The plan also provided various regulations as to the manner in which the business of the board of control should be conducted, the deputies appointed, the incomplete circulation prepared in advance under the supervision of the Comptroller, the withdrawal and substitution of business paper as it matured, etc.

In addition to this security, a redemption fund was required to be maintained with the Treasurer of the United States equal in amount to five per cent. of the circulation outstanding, and a reserve fund of gold coin in bank equal to twenty per cent. of such circulation.

Prevision was made for the retirement of the notes of the insolvent union banks by the deposit of lawful money in the Treasury of the United States, and of any union when the aggregate capital of the banks forming such union became reduced from any cause to less than the amount required, or when dissolved in any other way.

Notes were not to be issued in excess of three-fourths of the unimpaired capital of the banks comprising the union, and were to constitute part of the national currency authorized by law.

The foregoing is a general outline of the currency plan proposed by Mr. Trenholm. The notes issued were to be a first lien on all the assets of the banks, each bank being to the extent of its assets liable for all the notes issued by any of the other banks composing the union.

The bill reported by the Banking and Currency Committee of the House of Representatives on April 21, 1908, known as "The Fowler Bill," and the Federal Reserve Act of December 23, 1913, were similar in some of their features to the plan of Comptroller Trenholm, as outlined above.

The Fowler Bill proposed to create a Division of Banking and Currency in the Treasury Department to take the place of the present Bureau of the Currency. This Division was to be in charge of a board of control, consisting of three men. This board was to supersede the Comptroller of the Currency, and was to divide the country at large into clearing-house districts. Each district was to have a clearing-house city, through which all the circulating notes were to be issued to the banks within that district.

The Act of Congress approved May 30, 1908, known as the Emergency Currency Law, contained a similar provision to that of the Trenholm plan and the Fowler Bill, for the division of the country at large into districts.

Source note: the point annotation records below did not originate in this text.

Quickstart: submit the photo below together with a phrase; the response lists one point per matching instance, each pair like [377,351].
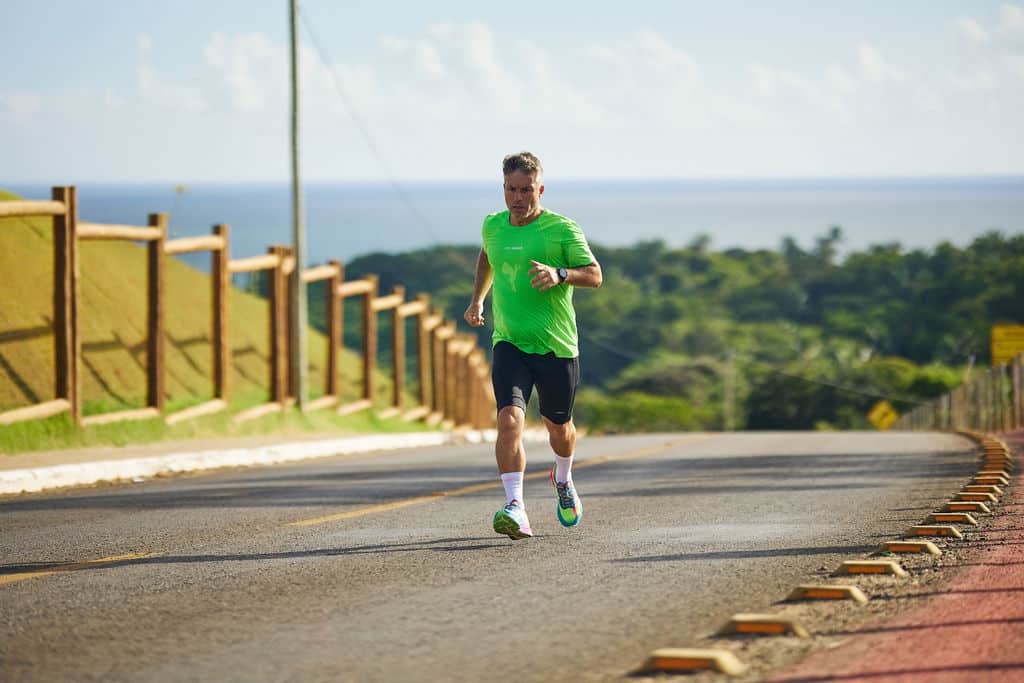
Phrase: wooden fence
[454,377]
[992,401]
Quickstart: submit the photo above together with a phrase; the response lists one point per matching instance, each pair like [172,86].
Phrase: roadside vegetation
[794,338]
[113,370]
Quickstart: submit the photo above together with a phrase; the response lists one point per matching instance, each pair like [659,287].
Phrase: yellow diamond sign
[883,415]
[1008,341]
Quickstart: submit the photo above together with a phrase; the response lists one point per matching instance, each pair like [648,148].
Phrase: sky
[197,91]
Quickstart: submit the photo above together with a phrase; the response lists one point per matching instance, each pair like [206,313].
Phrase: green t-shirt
[535,322]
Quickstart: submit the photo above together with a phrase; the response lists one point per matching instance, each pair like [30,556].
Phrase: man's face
[522,196]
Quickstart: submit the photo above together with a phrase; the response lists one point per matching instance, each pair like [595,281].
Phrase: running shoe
[512,521]
[569,506]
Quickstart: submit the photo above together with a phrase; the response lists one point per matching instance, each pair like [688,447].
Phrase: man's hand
[474,314]
[545,276]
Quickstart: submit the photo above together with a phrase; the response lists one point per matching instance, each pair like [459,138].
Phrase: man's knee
[510,422]
[560,432]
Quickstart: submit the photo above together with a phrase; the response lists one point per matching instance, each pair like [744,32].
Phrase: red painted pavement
[973,632]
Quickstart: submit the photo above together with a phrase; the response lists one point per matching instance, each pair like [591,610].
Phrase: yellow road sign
[883,416]
[1008,341]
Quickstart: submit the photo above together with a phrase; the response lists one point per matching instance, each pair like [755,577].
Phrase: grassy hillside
[113,328]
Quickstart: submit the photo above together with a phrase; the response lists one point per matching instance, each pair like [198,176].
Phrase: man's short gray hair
[523,161]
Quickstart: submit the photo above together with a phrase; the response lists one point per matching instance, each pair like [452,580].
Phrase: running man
[534,258]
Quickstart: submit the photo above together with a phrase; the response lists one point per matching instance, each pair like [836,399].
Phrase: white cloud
[19,107]
[1012,18]
[977,80]
[606,54]
[144,44]
[154,88]
[428,60]
[973,31]
[660,55]
[251,69]
[841,79]
[1015,65]
[771,82]
[875,69]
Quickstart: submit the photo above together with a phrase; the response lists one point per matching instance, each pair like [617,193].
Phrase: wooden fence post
[290,273]
[369,339]
[221,278]
[451,369]
[279,327]
[68,348]
[156,369]
[437,368]
[1018,391]
[334,328]
[422,351]
[397,350]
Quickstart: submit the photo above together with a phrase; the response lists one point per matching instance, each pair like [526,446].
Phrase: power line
[365,130]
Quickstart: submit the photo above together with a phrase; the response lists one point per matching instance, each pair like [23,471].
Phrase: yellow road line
[384,507]
[76,566]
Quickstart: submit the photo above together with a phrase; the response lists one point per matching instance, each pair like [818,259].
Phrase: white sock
[563,469]
[513,486]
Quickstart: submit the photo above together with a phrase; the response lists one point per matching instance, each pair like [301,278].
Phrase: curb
[57,476]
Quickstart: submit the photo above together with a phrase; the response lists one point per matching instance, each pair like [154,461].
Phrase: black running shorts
[515,373]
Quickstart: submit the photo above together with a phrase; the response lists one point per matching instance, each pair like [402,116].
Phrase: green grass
[59,432]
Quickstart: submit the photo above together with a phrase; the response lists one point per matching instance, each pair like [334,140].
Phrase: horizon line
[570,179]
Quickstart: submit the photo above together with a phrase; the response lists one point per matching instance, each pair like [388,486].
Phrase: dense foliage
[795,338]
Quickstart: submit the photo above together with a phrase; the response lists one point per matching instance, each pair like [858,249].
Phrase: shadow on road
[436,545]
[742,554]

The Act referred to provided for the formation of currency associations by banks of not less than ten in number, with an unimpaired capital and surplus of not less than five millions of dollars. The noteholder under each of these plans was made a preferred creditor.

Comptroller Trenholm seems to have modified his views in regard to this feature of his plan, as they are inconsistent with his objections to such a preference expressed a year earlier to the same proposition presented by the bankers.

From an administrative point of view all three plans were complicated and cumbersome, so far as affording an adequate means for a speedy and automatic expansion and contraction of the currency were concerned.